Investors should also consider the interconnectivity of factors shaping the global macro and investment environment while making short to long-term investment decisions, Ray Dalio, founder of the US-based investment management firm Bridgewater Associates, told ADFW delegates.

"Our economic and debt situation affects our political situation, which [in turn] affects our geopolitical situation," he said.

"Almost everything important falls under one of those categories, and then thinking about how they relate to each other, one can create a somewhat vivid picture of the trends that are emerging," Mr Dalio said.

The billionaire investor, whose hedge fund is the biggest in world, said the next five to 10 years were going to be "radically different" as investors approached these interrelated factors as a whole.

"We talk about climate [change and its] estimated cost to the world is between $5 trillion and $10 trillion a year," he said, adding that it was a significant hit considering the size of the world's gross domestic product at $100 trillion.

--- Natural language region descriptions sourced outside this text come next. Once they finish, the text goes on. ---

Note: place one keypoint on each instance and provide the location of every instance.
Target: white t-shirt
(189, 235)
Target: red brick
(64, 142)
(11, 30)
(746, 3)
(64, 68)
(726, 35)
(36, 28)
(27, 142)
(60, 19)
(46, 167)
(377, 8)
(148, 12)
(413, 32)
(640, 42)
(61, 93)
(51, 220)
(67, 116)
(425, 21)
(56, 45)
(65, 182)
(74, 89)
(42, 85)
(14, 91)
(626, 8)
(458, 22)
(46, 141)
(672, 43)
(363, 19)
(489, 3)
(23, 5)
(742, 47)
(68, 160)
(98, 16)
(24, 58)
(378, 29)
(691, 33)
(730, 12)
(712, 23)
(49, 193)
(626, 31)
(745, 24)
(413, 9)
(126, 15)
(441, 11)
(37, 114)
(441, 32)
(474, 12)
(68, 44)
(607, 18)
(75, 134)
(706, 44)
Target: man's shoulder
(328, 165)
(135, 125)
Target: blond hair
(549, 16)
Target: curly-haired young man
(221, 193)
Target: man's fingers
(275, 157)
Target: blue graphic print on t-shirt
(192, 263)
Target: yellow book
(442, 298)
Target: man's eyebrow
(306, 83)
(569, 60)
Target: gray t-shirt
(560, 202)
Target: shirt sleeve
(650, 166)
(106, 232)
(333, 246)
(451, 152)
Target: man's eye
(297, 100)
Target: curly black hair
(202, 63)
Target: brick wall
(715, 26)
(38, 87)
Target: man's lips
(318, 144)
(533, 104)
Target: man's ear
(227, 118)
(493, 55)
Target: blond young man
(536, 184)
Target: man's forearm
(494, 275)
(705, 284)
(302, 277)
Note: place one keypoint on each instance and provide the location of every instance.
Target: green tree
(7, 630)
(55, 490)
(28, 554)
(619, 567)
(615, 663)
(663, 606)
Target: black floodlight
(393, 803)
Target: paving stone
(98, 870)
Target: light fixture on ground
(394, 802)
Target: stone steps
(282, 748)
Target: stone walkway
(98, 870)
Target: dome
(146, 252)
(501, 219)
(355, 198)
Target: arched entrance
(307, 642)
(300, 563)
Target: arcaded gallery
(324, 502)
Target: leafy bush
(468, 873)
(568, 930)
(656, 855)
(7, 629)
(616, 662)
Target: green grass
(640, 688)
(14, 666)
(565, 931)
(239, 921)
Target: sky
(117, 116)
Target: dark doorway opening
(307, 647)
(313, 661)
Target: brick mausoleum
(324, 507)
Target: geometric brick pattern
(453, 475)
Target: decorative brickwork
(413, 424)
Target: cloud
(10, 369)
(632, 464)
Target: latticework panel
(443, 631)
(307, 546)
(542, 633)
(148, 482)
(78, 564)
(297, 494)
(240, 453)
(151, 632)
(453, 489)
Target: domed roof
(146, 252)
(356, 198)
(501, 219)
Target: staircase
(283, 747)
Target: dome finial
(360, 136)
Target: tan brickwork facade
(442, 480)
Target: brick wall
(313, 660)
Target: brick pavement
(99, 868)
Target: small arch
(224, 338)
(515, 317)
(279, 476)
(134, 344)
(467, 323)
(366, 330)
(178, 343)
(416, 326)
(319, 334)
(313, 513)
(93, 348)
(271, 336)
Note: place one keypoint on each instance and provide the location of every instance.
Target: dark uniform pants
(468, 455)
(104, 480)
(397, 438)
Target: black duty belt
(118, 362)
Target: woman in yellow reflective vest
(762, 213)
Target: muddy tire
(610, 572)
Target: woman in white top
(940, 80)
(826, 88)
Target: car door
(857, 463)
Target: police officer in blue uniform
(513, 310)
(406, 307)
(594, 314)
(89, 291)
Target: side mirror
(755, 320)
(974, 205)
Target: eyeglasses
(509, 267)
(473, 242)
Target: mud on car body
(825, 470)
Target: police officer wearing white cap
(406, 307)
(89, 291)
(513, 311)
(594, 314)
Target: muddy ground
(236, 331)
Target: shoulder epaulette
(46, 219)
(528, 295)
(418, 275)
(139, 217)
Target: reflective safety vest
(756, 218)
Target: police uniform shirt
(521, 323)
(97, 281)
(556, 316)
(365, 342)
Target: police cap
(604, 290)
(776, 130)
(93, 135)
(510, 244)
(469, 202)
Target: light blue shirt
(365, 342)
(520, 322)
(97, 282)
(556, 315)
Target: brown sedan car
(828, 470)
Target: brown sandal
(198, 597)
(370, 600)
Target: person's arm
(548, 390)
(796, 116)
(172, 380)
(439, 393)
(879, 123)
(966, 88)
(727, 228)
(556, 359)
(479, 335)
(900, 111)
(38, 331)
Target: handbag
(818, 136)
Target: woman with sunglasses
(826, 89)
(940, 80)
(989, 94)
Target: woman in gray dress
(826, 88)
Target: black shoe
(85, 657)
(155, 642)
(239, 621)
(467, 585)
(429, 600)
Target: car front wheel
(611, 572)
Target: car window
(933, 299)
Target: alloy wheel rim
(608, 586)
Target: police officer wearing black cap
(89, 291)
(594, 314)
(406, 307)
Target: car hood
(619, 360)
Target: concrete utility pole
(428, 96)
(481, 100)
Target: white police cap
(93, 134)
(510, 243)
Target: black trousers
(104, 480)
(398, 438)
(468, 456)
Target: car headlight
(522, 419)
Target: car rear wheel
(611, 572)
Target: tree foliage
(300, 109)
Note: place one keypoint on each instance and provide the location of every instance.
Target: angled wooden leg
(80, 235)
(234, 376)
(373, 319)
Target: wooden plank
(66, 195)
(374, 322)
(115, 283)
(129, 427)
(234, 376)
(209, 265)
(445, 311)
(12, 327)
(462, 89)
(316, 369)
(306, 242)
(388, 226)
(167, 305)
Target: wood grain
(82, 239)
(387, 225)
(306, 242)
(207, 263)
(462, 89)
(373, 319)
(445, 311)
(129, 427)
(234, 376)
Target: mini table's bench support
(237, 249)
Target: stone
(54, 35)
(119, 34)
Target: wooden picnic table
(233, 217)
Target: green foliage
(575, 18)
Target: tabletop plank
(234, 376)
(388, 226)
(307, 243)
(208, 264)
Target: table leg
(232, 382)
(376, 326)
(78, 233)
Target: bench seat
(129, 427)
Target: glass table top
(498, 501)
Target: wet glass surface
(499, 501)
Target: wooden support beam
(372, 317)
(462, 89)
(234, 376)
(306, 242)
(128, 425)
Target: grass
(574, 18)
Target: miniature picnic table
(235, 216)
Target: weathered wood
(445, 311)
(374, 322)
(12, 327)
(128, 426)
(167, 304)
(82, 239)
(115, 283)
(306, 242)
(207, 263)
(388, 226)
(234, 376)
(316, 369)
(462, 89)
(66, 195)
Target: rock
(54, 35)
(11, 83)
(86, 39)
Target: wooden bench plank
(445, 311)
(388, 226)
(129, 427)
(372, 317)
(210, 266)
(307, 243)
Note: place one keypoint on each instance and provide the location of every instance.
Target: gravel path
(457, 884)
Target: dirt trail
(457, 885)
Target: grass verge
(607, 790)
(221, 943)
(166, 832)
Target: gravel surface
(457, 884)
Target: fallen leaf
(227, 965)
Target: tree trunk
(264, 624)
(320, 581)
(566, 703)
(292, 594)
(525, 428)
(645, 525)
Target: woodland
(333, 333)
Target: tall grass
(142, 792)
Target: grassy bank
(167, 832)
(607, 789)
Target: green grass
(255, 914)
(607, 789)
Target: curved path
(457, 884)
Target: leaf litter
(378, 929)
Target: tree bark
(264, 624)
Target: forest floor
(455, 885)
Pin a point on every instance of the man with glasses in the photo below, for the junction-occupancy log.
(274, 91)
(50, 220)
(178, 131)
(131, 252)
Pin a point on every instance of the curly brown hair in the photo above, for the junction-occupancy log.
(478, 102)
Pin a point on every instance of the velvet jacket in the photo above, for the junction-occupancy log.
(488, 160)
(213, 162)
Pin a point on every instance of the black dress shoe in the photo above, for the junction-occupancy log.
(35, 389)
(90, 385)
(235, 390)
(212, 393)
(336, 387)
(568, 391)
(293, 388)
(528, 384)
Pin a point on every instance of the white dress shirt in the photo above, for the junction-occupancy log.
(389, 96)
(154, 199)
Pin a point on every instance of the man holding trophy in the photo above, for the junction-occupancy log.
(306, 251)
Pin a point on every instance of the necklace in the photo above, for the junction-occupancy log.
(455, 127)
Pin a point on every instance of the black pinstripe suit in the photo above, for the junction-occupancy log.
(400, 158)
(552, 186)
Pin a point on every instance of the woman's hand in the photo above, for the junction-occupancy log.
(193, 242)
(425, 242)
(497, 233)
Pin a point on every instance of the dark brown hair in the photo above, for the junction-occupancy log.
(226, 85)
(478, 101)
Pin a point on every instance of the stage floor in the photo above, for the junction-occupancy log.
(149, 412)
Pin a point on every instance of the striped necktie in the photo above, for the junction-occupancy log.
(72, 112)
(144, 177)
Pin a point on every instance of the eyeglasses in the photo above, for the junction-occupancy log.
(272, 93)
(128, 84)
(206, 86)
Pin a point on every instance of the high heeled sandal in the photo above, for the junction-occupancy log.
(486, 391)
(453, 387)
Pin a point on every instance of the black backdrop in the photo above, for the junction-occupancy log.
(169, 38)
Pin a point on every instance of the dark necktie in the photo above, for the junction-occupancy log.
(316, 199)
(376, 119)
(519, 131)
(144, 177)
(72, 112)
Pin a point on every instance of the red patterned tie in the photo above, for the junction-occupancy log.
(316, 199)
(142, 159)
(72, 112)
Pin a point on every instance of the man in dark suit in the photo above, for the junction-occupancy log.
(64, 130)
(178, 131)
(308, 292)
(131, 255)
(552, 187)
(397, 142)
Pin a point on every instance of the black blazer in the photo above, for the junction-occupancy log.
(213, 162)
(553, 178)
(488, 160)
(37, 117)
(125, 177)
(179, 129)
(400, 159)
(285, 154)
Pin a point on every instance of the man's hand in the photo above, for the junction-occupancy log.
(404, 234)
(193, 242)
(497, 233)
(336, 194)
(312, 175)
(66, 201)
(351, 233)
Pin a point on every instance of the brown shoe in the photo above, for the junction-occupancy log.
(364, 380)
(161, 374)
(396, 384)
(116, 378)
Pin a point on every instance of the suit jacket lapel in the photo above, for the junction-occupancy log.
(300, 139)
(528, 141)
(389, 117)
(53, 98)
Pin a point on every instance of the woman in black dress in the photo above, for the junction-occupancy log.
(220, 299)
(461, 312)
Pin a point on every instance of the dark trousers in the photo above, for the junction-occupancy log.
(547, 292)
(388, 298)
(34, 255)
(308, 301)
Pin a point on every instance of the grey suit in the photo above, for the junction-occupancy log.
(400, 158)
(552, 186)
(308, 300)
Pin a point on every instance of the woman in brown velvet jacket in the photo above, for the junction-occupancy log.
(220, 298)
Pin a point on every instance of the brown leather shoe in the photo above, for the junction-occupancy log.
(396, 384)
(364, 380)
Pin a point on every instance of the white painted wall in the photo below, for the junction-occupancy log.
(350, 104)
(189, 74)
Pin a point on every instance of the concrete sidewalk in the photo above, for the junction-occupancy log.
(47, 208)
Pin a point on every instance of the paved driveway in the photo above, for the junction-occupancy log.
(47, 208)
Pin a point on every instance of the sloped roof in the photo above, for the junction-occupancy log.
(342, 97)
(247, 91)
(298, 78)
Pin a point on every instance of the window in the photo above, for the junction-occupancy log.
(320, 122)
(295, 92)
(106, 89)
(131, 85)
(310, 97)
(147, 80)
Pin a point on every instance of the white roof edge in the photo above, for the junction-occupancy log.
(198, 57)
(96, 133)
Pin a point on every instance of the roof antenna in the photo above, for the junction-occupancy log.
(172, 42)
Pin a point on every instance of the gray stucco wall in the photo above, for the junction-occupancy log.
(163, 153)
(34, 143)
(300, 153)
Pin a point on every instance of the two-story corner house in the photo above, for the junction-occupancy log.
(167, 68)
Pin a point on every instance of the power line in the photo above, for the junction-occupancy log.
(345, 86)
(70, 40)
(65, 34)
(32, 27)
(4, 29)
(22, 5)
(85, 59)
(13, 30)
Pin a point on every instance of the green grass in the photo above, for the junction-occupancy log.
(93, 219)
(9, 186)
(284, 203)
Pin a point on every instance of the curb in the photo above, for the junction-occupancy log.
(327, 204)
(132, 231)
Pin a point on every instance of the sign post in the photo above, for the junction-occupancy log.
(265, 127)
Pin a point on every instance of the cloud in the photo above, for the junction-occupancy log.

Saudi Arabia and the UAE will continue to grow
Despite the macro conditions, Gulf economies will continue to grow amid investment-friendly policies, Mr Sharma said.

"The GCC region, Saudi [Arabia] and the UAE in particular, are attracting lots of capital, the demographics look strong because of the strong immigration policies that they have," he said.

The UAE, the Arab world's second-largest economy, has been open towards free trade and that will help the country boost exports, he added.

The Emirates is working towards signing 26 Comprehensive Economic Partnership Agreements as it seeks to attract more investment and diversify its economy.

It has signed Cepas with India, Israel, Turkey, Indonesia, Cambodia and Georgia. It is in discussions with other countries to sign similar agreements.

"At a time when the world is not very open towards free trade, the UAE seems like signing so many of these bilateral agreements with different countries, the share in global exports is going up," Mr Sharma said.

Mr Dalio, who established a branch of his family office in Abu Dhabi this year as part of its Middle East expansion, said he remained bullish on investing in the emirate, as well as markets in the broader region.

"Abu Dhabi is one of those Renaissance states" that is financially sound and has attracted talent and venture capital, he said.

"I'm excited to invest in the region. I expect others, when they get exposure to it, will also enjoy and profit from it."